Quais são as acusações centrais e o papel da Operação Sem Desconto?

A Operação Sem Desconto foi deflagrada para investigar um suposto esquema de descontos irregulares sobre benefícios previdenciários, envolvendo intermediários, empresas e servidores. No curso dessa operação, surgiram referências ao nome de Lulinha em materiais apreendidos, o que levou a Polícia Federal a comunicar ao STF, no início de janeiro, que tais menções passariam a ser objeto de apuração específica.

Parlamentares da oposição afirmam que esses elementos apontariam Fábio Luís como possível “sócio oculto” de Antônio Carlos Camilo Antunes, o “Careca do INSS”, figura central da investigação.

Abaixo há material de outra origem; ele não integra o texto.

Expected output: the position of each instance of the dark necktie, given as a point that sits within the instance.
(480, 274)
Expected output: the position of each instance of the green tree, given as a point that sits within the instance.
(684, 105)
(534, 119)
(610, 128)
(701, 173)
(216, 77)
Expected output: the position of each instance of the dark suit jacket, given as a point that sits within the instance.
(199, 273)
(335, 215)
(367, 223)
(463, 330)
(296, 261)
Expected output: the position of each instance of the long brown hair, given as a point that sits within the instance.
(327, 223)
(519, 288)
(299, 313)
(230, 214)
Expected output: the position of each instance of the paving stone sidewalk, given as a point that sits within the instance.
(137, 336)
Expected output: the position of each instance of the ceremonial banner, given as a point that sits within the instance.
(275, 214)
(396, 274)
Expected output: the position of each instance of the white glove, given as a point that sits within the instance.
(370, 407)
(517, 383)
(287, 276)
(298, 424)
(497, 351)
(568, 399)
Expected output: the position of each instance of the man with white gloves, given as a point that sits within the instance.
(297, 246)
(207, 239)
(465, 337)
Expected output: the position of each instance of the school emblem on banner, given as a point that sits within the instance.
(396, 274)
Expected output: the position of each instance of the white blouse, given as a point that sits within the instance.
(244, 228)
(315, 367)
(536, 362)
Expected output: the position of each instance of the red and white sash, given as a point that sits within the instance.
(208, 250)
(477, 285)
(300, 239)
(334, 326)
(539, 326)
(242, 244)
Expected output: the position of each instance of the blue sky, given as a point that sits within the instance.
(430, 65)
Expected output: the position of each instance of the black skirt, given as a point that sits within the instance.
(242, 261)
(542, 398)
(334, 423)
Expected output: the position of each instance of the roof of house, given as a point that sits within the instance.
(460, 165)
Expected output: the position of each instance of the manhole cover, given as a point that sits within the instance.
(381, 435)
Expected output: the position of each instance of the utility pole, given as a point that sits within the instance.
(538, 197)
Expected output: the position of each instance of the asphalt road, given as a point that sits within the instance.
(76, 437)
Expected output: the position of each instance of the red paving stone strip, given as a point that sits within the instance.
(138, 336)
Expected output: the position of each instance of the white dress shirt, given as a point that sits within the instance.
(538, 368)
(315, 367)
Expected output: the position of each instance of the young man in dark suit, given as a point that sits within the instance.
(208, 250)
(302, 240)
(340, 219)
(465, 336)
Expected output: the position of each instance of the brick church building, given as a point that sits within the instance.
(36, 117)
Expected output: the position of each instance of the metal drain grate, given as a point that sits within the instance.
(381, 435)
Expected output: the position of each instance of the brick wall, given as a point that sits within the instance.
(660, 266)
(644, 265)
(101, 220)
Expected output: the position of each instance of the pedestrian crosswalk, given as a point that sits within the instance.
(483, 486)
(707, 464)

O grupo sustenta que há indícios de autoria e materialidade relacionados aos crimes em apuração, argumento usado para justificar a adoção de medidas restritivas enquanto as diligências da PF são aprofundadas.

Como STF, Polícia Federal e defesa de Lulinha reagiram às investidas?

O pedido da oposição se soma a outra iniciativa mais dura: o advogado Jeffrey Chiquini, que também atua na defesa de Filipe Martins no STF, protocolou solicitação de prisão preventiva de Lulinha ao ministro André Mendonça. Com isso, cresce a pressão sobre o Judiciário em torno de um caso ainda em fase de investigação, sem denúncia formal apresentada pelo Ministério Público.

Do outro lado, a defesa de Fábio Luís busca reagir ao avanço das suspeitas e à divulgação de informações sigilosas, pedindo apuração sobre vazamentos à Polícia Federal. O STF aguarda manifestações da PF e do Ministério Público, e caberá ao ministro André Mendonça avaliar se já há elementos suficientes para justificar medidas cautelares, prisão preventiva ou a necessidade de aprofundar a coleta de provas.

Quais podem ser os impactos políticos e jurídicos do caso Lulinha?

O caso envolvendo o pedido de tornozeleira eletrônica para Lulinha surge em um ambiente político marcado por forte polarização entre governo e oposição. A presença do filho do presidente em uma investigação de grande repercussão amplia o alcance do tema para além da esfera criminal, influenciando o debate público, a cobertura da imprensa e o discurso de lideranças políticas.

Do ponto de vista jurídico, o desfecho dos pedidos apresentados ao STF pode servir de referência para futuras discussões sobre o uso de medidas cautelares em casos envolvendo figuras públicas. A análise sobre risco de fuga, gravidade das suspeitas, estágio das investigações e necessidade de preservação de provas tende a orientar a decisão dos ministros, que precisam equilibrar garantias individuais e interesse público.